7 Ways To Explain LGBTQ Equality To Your Friends Who May Not Get It

by Britni de la Cretaz

Now that marriage equality has passed, many people think that LGBTQ equality has been achieved. But anyone who knows anything about queer rights in America knows that isn’t the case. If you have a friend who doesn’t quite get it, there are ways to explain LGBTQ equality to them, if they care to learn.

If you’re a queer person yourself, you shouldn’t have to do all the hard work. Feel free to point them to some resources, but it shouldn’t be on you to defend your humanity and right to live. If you’re a straight ally, you get to do some more heavy lifting when it comes to explaining why we have a long way to go in order to achieve LGBTQ equality.

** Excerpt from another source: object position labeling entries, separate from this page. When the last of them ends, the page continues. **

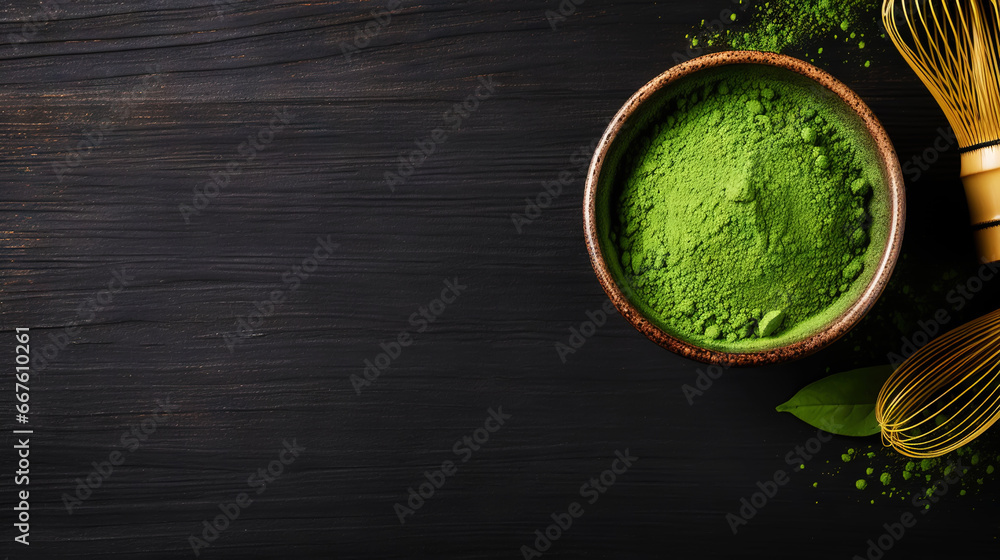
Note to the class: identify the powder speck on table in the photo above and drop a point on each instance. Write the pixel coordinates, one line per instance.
(744, 210)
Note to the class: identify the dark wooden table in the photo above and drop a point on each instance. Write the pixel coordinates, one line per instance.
(133, 253)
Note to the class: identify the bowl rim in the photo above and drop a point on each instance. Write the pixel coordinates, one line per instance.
(839, 326)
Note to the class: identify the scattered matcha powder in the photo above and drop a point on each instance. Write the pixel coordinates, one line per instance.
(738, 212)
(783, 25)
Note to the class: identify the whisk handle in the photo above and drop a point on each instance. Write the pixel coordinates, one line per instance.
(981, 177)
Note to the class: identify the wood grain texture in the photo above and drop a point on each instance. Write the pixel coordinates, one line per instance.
(218, 79)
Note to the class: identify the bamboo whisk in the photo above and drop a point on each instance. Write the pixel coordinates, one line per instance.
(954, 47)
(946, 394)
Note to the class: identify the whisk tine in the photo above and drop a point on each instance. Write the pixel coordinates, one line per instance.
(952, 45)
(946, 394)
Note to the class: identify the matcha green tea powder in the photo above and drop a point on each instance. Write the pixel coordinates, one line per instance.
(744, 210)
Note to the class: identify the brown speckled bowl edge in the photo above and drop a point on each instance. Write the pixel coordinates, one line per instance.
(841, 324)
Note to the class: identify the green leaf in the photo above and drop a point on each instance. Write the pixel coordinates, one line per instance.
(843, 403)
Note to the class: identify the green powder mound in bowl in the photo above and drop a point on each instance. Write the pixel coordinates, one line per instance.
(747, 210)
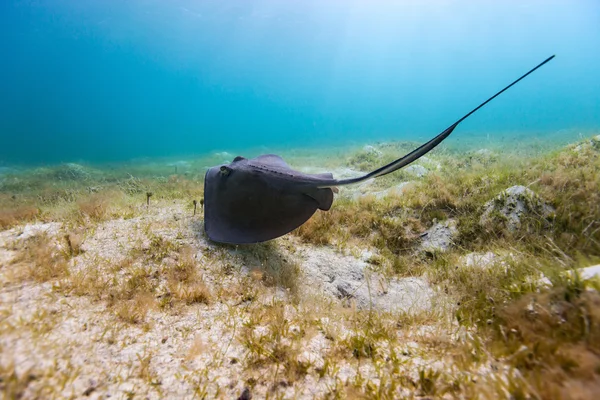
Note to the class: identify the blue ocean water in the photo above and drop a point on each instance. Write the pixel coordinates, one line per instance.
(107, 80)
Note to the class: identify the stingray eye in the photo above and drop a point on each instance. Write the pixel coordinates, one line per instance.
(225, 170)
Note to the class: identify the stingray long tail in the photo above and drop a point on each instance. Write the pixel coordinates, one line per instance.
(427, 147)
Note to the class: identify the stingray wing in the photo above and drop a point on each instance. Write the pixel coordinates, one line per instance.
(246, 205)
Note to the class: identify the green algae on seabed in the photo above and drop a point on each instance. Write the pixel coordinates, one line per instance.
(503, 312)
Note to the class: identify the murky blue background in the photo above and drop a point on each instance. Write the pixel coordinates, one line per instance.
(114, 80)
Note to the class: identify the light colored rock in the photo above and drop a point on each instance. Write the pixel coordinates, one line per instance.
(417, 170)
(512, 204)
(440, 236)
(480, 260)
(372, 150)
(398, 189)
(348, 278)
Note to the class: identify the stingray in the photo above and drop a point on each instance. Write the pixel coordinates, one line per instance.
(259, 199)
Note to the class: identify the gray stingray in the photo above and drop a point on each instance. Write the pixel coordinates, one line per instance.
(259, 199)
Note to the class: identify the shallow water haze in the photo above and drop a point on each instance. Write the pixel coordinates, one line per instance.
(98, 81)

In a country where, according to a 2014 report from the National Coalition of Anti-Violence Programs, more than 90 percent of LGBTQ homicide victims are people of color, 72 percent of those victims are trans women, and more than two-thirds are trans women of color, this violence is a major issue. Not only that, LGBTQ youth are at high risk for homelessness and suicide, and LGBTQ people of color have the highest rates of poverty of any group in the United States. It’s clear that we have a long way to go, so here are some ways you can explain that to your friends.

1

Have A Conversation

Change starts with one-on-one conversations that happen in a compassionate way. So the first tactic of offense for teaching your friends about LGBTQ rights and equality is to talk to them. It’s really that simple.

2

Buy Them A Book

Humanizing folks is a great way to not only view groups of people differently, but to help people to understand how systemic issues affect individual people. Books can do just that. Redefining Realness by Janet Mock, A Cup of Water Under My Bed by Daisy Hernandez, and The Summer We Got Free by Mia McKenzie are great places to start.

3

Send Them Links

Another way for your friends to pave the way to their own education is to start reading links, by subscribing to publications like Black Girl Dangerous or Autostraddle. It’s queerness from queer people, instead of LGBTQ equality from a heterosexual person’s perspective.

4

Take Them To See An LGBTQ Speaker

If you live near a college or university, there are often speakers being booked that are open to the community. Laverne Cox has been touring the country lately, as has CeCe MacDonald.

5

Show Them A Movie

Pay It No Mind is available on YouTube for easy viewing and educating. Other films to consider are Milk, about gay rights activist and politician Harvey Milk, Paris Is Burning, and Out In The Night.

6

Come Out Yourself

Studies have shown that people who know someone that is gay are more than twice as likely to support equal rights. So, if you happen to be queer, let your friend know.

7

Remind Them That They Don’t Have To Get It

People don’t have to understand something to support it. Because, at the end of the day, LGBTQ equality is about human rights, and it isn’t about straight people even a little bit. So they don’t have to get it, but they really should support it, because no one’s humanity deserves to be up for debate.